No, please no more April Fools jokes, Please! Arghgh!!!

Re:Ahh, Please stop, I'm dying! (1)

poopdeville (841677) | more than 8 years ago | (#15053914)

No shit. Their press release last week said they were going to discuss Section 107 of the US Copyright Law.

Section 108 is the new Area 51 (1)

digitaldc (879047) | more than 8 years ago | (#15050436)

Judging by all the responses posted so far, it seems noone wants to talk about it as if it even existed.

And the UK is still doing something similar (2, Informative)

Anonymous Brave Guy (457657) | more than 8 years ago | (#15050644)

For our boys and girls in the UK, don't forget that the Gowers review [hm-treasury.gov.uk] is still accepting responses to their call for evidence, and covers (inter alia) the same sort of questions.

Re:And the UK is still doing something similar (0)

Anonymous Coward | more than 8 years ago | (#15051064)

Now you mention UK consultations to do with IP I should remind everyone about the UK Patent Office Inventive Step Review http://www.patent.gov.uk/about/consultations/inven tive/index.htm [patent.gov.uk]

Copyright dorks (0)

Gat0r30y (957941) | more than 8 years ago | (#15050730)

Wow, that picture says a lot. Copyright dorks are even worse than us.

DRM must go (4, Interesting)

bigpat (158134) | more than 8 years ago | (#15050741)

For the legitimate interests of fair use, including archiving in libraries, DRM must be circumvented. DRM must be considered incompatible with copyright protection.

In order for a DRM'd work to receive legal copyright protection it must be required to submit a non-DRM'd copy to the Library of Congress and 2 other public Libraries. Otherwise the whole concept of time limited copyright goes out the window, frankly. Unrestrained DRM is unconstitutional for that reason.

Re:DRM must go (1)

Haeleth (414428) | more than 8 years ago | (#15050855)

In order for a DRM'd work to receive legal copyright protection it must be required to submit a non-DRM'd copy to the Library of Congress and 2 other public Libraries.

But what if terrorist pedophile pirates broke into the Library of Congress and stole the non-DRM'd copy?

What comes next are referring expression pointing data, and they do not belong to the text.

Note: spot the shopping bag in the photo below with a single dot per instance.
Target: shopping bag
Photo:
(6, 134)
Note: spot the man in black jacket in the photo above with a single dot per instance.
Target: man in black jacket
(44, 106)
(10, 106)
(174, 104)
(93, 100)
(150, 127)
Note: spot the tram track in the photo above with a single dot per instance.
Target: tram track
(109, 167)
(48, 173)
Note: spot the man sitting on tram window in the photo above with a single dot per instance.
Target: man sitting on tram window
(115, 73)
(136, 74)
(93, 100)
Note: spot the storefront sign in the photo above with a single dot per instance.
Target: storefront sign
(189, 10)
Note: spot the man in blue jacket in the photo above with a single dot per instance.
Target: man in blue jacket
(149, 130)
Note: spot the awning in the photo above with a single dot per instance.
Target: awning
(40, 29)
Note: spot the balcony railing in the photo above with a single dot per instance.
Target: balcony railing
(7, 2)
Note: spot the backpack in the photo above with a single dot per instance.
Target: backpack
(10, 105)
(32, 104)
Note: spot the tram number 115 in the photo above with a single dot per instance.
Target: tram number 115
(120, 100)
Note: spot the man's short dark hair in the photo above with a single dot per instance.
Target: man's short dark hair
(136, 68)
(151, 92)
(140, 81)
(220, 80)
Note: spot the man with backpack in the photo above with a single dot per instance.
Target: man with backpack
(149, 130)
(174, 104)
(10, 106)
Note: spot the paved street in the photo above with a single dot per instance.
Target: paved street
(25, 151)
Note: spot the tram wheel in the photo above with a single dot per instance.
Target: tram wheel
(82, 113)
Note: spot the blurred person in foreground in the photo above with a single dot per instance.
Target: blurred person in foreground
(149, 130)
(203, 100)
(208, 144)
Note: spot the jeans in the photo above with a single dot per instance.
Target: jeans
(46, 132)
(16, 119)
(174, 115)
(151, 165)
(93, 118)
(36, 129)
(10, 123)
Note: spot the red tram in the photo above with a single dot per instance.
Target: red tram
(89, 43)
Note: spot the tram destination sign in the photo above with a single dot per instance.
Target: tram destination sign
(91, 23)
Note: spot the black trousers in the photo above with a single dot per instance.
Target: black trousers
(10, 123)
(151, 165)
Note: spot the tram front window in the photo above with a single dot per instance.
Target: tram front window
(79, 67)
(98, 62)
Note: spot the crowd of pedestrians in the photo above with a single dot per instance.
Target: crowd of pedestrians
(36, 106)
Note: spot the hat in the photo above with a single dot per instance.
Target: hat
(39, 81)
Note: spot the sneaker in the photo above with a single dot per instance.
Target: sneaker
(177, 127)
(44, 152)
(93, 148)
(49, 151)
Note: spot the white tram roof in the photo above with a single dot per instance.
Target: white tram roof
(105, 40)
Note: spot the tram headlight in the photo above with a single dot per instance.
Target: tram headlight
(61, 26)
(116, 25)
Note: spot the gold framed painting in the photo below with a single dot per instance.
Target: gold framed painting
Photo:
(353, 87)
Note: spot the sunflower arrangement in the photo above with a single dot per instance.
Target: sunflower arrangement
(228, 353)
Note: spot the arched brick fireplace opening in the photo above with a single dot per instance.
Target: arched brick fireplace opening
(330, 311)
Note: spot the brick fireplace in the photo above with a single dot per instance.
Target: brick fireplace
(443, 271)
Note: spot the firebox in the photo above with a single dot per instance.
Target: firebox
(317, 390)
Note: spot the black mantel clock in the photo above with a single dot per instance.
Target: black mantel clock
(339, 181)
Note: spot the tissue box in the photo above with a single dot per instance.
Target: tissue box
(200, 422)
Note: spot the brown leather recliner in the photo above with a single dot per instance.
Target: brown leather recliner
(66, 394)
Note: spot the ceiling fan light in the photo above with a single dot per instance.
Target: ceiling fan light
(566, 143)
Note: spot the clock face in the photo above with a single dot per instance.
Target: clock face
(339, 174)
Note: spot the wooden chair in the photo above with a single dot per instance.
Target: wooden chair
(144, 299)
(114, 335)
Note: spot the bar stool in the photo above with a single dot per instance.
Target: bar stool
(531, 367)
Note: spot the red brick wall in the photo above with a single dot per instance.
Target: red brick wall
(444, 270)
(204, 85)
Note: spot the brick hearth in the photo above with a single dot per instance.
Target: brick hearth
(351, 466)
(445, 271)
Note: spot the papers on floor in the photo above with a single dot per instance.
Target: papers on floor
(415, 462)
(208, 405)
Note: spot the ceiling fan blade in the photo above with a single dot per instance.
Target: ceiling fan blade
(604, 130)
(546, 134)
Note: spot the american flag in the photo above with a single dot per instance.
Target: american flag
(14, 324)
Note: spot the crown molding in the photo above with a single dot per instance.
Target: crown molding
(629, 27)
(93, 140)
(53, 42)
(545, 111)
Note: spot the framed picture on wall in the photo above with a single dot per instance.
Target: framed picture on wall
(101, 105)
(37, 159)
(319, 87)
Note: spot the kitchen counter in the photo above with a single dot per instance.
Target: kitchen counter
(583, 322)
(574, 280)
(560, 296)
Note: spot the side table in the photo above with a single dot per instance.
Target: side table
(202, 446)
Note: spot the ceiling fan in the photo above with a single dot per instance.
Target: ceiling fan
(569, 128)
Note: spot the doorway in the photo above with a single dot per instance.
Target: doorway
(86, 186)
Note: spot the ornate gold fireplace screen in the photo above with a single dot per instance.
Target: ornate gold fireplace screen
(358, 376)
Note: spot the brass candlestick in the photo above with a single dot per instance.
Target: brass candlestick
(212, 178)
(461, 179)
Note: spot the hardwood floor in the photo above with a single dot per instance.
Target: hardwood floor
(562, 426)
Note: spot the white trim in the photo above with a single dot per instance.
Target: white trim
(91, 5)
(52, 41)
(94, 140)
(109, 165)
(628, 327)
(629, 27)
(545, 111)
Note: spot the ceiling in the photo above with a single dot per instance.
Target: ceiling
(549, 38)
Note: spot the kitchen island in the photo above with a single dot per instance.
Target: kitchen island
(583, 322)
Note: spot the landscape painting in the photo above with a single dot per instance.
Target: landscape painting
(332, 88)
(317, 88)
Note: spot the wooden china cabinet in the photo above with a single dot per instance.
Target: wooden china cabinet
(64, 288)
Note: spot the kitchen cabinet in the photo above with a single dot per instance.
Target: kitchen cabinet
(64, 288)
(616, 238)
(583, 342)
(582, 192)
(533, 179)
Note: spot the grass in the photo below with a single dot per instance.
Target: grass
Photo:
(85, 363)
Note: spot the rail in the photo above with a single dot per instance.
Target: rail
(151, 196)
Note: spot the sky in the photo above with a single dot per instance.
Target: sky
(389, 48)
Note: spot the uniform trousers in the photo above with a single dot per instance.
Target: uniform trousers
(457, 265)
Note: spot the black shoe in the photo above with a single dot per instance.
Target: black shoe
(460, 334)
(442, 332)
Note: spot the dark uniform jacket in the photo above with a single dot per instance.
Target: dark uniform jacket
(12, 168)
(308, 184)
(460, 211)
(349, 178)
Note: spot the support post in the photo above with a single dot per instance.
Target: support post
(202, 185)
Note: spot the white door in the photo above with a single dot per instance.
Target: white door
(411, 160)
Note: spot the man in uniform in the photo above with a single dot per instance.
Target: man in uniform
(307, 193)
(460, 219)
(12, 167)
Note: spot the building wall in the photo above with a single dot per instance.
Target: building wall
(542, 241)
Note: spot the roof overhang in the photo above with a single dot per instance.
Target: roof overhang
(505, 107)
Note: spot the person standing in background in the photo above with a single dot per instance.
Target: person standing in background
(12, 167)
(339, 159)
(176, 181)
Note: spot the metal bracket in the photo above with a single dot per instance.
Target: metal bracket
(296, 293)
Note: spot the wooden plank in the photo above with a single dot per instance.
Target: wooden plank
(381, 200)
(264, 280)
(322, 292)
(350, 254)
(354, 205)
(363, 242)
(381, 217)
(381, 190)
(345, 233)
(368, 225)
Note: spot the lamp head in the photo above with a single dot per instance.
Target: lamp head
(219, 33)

The consequences could destroy America and harm our children! We cannot afford to weaken our resolve: if we are to win the War on Freedom, we must fight on bravely and never, NEVER make ANY concession to the forces of evil who would try to force our God-given intellectual property to be released into the so-called "public domain".

Let's pay attention here (3, Insightful)

NorbrookC (674063) | more than 8 years ago | (#15050920)

It's easy to blow this off as "another bunch of lawyers bulls^H^H^H^H^Hdiscussing copyright law." Read the questions in the Federal Register!

I've seen enough "copyright=bad" or "copyright!=bad, implementation=bad", etc. posts on Slashdot over the years. Well, this is your chance to actually comment to people who are making the regulations and laws!

Here are some of the issues they're looking at:

Should non-physical or ''virtual'' libraries or archives be included within the ambit of section 108?

Access to Digital Copies Made under Subsections 108(b) and (c). Are there conditions under which electronic access to digital preservation or replacement copies should be permitted under subsections 108 (b) or (c) outside the premises of libraries or archives (e.g., via e-mail or the Internet or lending of a CD or DVD)? If so, what conditions or restrictions should apply?

They talk about archiving web pages, and this is a key question: Should ''no archive'' meta-tags, robot.txt files, or similar technologies that block sites or pages from being crawled be respected?

There are a lot more, and they touch on almost all the issues that have provoked a lot of discussion and outright flame wars around the Internet. I'm still reading through it, but the key point is that we need to pay attention to this. This is at the point where they are considering things which may end up in regulation and law, and silence or ignoring it is going to cause a lot of problems down the line.

My comments (1)

Hoi Polloi (522990) | more than 8 years ago | (#15050965)

I'd give them my comments but they are copyrighted.

Re:My comments (1)

grimJester (890090) | more than 8 years ago | (#15051283)

I'd give them my comments but they are copyrighted.

Yeah. People would just copy them on the Internet.